20 Dec 2011 |
The Rangers’ voices – Camp Savuti |
The marsh:
The marsh has been full of life and more is yet to come. On one of the drives under a cool cloudy morning just after the rain had gently drizzled, zebras were spotted giving birth. The impalas are also all over with their young. Predators were also in the area but the zebras were so much on the western side of the marsh which meant that the canines had to to cross the marsh to reach the stripped fellows. It was such a spectacular and a total of about four zebras giving birth were witnessed by the guests and their field guide couldn’t believe their eyes.
The afternoon was very quite with general game on the eastern side of the Savuti marsh.The wild dogs we saw the previous day had gone. As we continued to the southern side of the marsh, by luck we came across the the Savuti boys.
The big cats were relaxed and looking very healthy.
Up in the east the skies were filled up with a very good colourful flight of the yellow-billed Pelicans. There bird calls everywhere and all the guests were feeling that there was surely something more than the birds somewhere. A few minutes later we came across the red-billed fracolin orchestra which was very hard to ignore. Their alarm calls were very much deafening. There was something life threatening to the birds and we still didn’t know what it was, and there around a sharp curve of a fever berry bush was an infantry of the common wild hunting dogs. It was the best sighting of the day, first pack of wild dogs in a very long time.

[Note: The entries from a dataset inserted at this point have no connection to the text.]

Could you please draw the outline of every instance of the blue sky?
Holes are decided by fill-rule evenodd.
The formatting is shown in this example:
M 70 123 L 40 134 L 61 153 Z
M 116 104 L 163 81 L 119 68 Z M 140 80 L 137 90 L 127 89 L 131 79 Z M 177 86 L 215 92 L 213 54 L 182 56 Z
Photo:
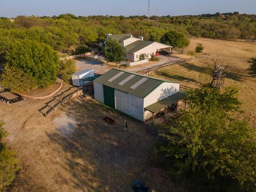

On our way back to camp we were driving across the marsh when this giraffe was walking infront of the dry spot where we were enjoying the amarula and listening to the lion’s roar that was coming from far beyond the horizon. Everyone was feeling the heart-beat of Africa under the soles of their boots.
Before getting into camp along the Savuti channel we came across the super cat. We admired her spots and she was a good size male leopard that had just finished her impala lamp kill and was resting watching the sun going down slowly, as if to say, this is one of the greatest days indeed.
Towards the end of the month there were various sightings around Savuti. The pack of wild dogs was seen at Harvey’s pan and Qwari hills. Leopard sighting at Rock paintings and the two male lions were seen very close to camp, less than one hundred metres.